• Central banks remain on their relentless march – pushing up interest rates in the battle against the persistence of consumer price inflation. This has already exposed cracks in the banking sector, and recent survey data goes from weak (service sector) to very weak (manufacturing sector) suggesting a slowing economic backdrop. In China, its economic reopening from COVID lockdowns is looking temperate at best, as consumers prefer to continue saving, not spending and the property market still looks fragile.

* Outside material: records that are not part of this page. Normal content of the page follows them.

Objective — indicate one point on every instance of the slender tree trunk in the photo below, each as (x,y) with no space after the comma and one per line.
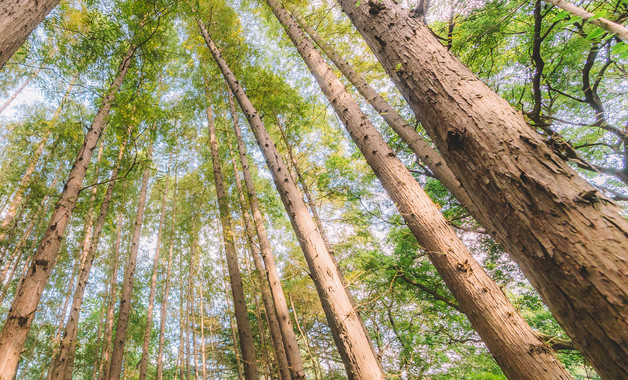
(568,239)
(22,312)
(164,302)
(244,327)
(103,371)
(353,344)
(153,286)
(267,298)
(18,18)
(515,346)
(117,355)
(64,363)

  • Inflation and interest rates remain high, but UK consumer confidence is steadily improving from the lows found in the wake of the short-lived Truss Prime Ministership. UK household savings ratios remain higher than immediately before the pandemic, but in the same way as rising energy bills sucked those accumulated pandemic savings away from any consumer spending boom, rising mortgage costs will impact the spending power in a rising number of households. US consumers have tended to spend down savings and rising interest rates tend not to be as impactful in terms of rising costs but will still pose problems for people looking to move home, as their long-term mortgage rates are not transferable to new properties.
  • Unemployment remains low for now and a job-filled recession is likely to be a less fearful beast than recent recessions, during the financial crisis and the pandemic. There is a ‘but’, which is we’re less capable of absorbing the impact of further negative shocks and geopolitical risks remain, most obviously with the potential for the war in Ukraine.
  • Inflation remains Enemy Number 1. That central banks were too loose in keeping interest rates at their COVID ultra-low levels is now a given, and the reason why they continue to talk in hawkish tones about rate rises to come. In the US and Europe at least, they will be breathing a sigh of relief that the inflation genie is heading back to the lamp. The Bank of England has more work to do. Weaknesses remain in the banking system, for now this is a secondary concern, but has prompted commercial banks to tighten lending standards.
  • In fixed income markets, 2023 is proving harder work than anticipated. UK Government bond yields have risen (which means prices fall) but have typically fallen elsewhere. Credit spreads have been relatively stable. We continue to use several strategic bond funds, some of which have been slowly increasing interest rate sensitivity in portfolios, in anticipation of falling interest rates. The yield available from fixed income, whether it be government or corporate bonds should serve as a positive, long-term backdrop for the asset class.
  • The mood in equity markets remains wary of recession, but one in which investors have been happy to accept the positive returns year to date. The weakness of the UK market and the strength of sterling are negating much of these positive returns. Areas such as US equities have seen valuations move from ‘expensive’ to ‘average’ in recent years. Others, particularly the UK and Japan are looking cheap versus history, but require a catalyst to unlock that value. Pressure on corporate earnings and profits will grow as consumer spending pressures build.
  • Sterling strengthened against the major currencies since January, particularly so against the Japanese yen as new Governor Ueda stuck, for now, to yield curve control. Despite the Saudis promising production cuts, Brent Crude, which started the year just below $86/barrel, moved lower by the end of June to $70/barrel. The US Department of Energy has announced the purchase of 3m barrels following drawdowns from the Strategic Oil Reserve last year. Gold rose sharply towards $2000/oz as concerns rose about the banking sector, but drifted lower to close at c$1968/oz.